City Council Scorecard: Adding up the transit vote

Toronto Council Scorecard

February 23, 2012: Google Docs (Best View) - Download (PDF)  - Download (PNG)

Council has actually met three separate times in February, but only one of those meetings resulted in a vote worth recording on the City Council Scorecard. Aside from a couple of integrity commissioner issues that — while fun to watch — didn’t go anywhere, February’s regular council meeting was fairly quiet. If arguments in the chamber got contentious, it was probably because momentum was building behind-the-scenes for the special council meeting held on February 8 that saw the mayor’s transit vision smashed with a procedural hammer.

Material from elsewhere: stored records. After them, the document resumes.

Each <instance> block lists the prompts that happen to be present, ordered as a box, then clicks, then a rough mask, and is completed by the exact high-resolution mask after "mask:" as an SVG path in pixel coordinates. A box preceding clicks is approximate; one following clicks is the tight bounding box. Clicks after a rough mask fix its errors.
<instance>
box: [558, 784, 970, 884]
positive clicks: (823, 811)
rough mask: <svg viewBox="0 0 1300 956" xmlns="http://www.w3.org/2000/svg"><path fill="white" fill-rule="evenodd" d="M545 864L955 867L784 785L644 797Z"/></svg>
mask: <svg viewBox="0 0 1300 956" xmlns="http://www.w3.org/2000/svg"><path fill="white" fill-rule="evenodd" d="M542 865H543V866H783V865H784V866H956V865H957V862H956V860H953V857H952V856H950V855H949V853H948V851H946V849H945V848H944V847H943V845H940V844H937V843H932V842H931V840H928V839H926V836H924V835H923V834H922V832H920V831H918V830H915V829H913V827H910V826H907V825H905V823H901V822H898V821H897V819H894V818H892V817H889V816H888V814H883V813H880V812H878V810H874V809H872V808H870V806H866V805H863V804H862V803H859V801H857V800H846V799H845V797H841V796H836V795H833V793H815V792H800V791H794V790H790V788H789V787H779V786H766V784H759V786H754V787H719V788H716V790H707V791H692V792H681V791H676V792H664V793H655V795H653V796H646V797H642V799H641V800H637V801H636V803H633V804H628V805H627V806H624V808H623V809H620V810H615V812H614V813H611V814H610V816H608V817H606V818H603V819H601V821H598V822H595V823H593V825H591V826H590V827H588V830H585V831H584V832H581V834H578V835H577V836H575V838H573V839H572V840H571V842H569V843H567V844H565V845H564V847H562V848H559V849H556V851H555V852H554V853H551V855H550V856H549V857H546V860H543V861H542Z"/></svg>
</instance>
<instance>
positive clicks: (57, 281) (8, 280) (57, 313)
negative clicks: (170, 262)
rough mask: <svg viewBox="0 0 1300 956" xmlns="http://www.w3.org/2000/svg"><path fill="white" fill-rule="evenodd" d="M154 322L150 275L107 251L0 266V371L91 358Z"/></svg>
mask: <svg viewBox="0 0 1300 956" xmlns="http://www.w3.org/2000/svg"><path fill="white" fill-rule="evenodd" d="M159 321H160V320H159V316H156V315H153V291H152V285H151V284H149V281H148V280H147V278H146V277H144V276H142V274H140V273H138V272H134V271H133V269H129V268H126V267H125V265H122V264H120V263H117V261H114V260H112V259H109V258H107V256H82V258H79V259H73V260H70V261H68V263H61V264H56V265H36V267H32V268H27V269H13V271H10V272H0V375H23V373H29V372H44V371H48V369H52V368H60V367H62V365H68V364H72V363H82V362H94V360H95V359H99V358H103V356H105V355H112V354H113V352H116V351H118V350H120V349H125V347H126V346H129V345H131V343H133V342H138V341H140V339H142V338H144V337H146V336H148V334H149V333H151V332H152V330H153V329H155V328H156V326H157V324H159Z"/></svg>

From that special February 8 meeting, the vote added to this month’s scorecard represents the most significant defeat of Rob Ford’s administration. I’ve made that claim several times before — and each time it was true! — but this is a serious major-league defeat for Rob Ford. The council he’s supposed to be leading basically told him that he wasn’t allowed to make decisions on transit.

The New Vote

Council Scorecard: February 23, 2012 (New Votes)

The vote added:

  • CC17.1, Motion 3a as moved by TTC Chair Karen Stintz, pushed council to endorse what they had already endorsed in 2009 (and several other times): light rail on Finch West & Eglinton. The second part of her motion, which also passed, will see an expert panel report back to council with options for Sheppard. While no one wanted to say it, this is the vote that brings back Transit City. It passed — after two re-votes because councillors kept hitting the wrong button — by a final and decisive margin of 25-18.

Trend Watch

What’s most notable about the chart is how bad 2012 has been for Rob Ford. Only 20 of 44 councillors have sided with the mayor more than 50% of the time on major items this year. And the gap is only widening: going by the same metrics I was using last year, only three councillors — Gloria Lindsay Luby, James Pasternak and Jaye Robinson — fit the profile of the “mushy middle” based on their 2012 votes, and they were all reliable Ford supporters through the first nine months of this term. Everyone else has either supported the mayor on virtually every item or come out in strong opposition.

Ford has lost most of the sway he had over votes through 2011. Opposition councillors are now able to round up 23 votes without too much hassle. That threshold has been crossed. And there’s no going back unless the mayor starts compromising.

The thing to watch going forward is whether we’ll find a scenario where 30 votes will go against Ford. A consistent bloc of 30 councillors — controlling two-thirds of the chamber  — would effectively neuter any positional power Ford has as mayor. It’d be a whole different ballgame.

The path to 30 isn’t easy. Take the 25 votes who went against Ford on the transit item, then add Gloria Lindsay Luby, who was absent from the vote, to make 26. From there, the best bets would be councillors like Peter Milczyn — who bravely opposed the mayor on the Gary Webster firing –, Gary Crawford, Michael Thompson, and basically anyone else with a Liberal Party membership or a stated interest in the arts, the environment or sensible urban planning.

It’s not straightforward, but it’s doable. And every uncompromising and bullheaded decision made by the mayor’s office only makes it more doable.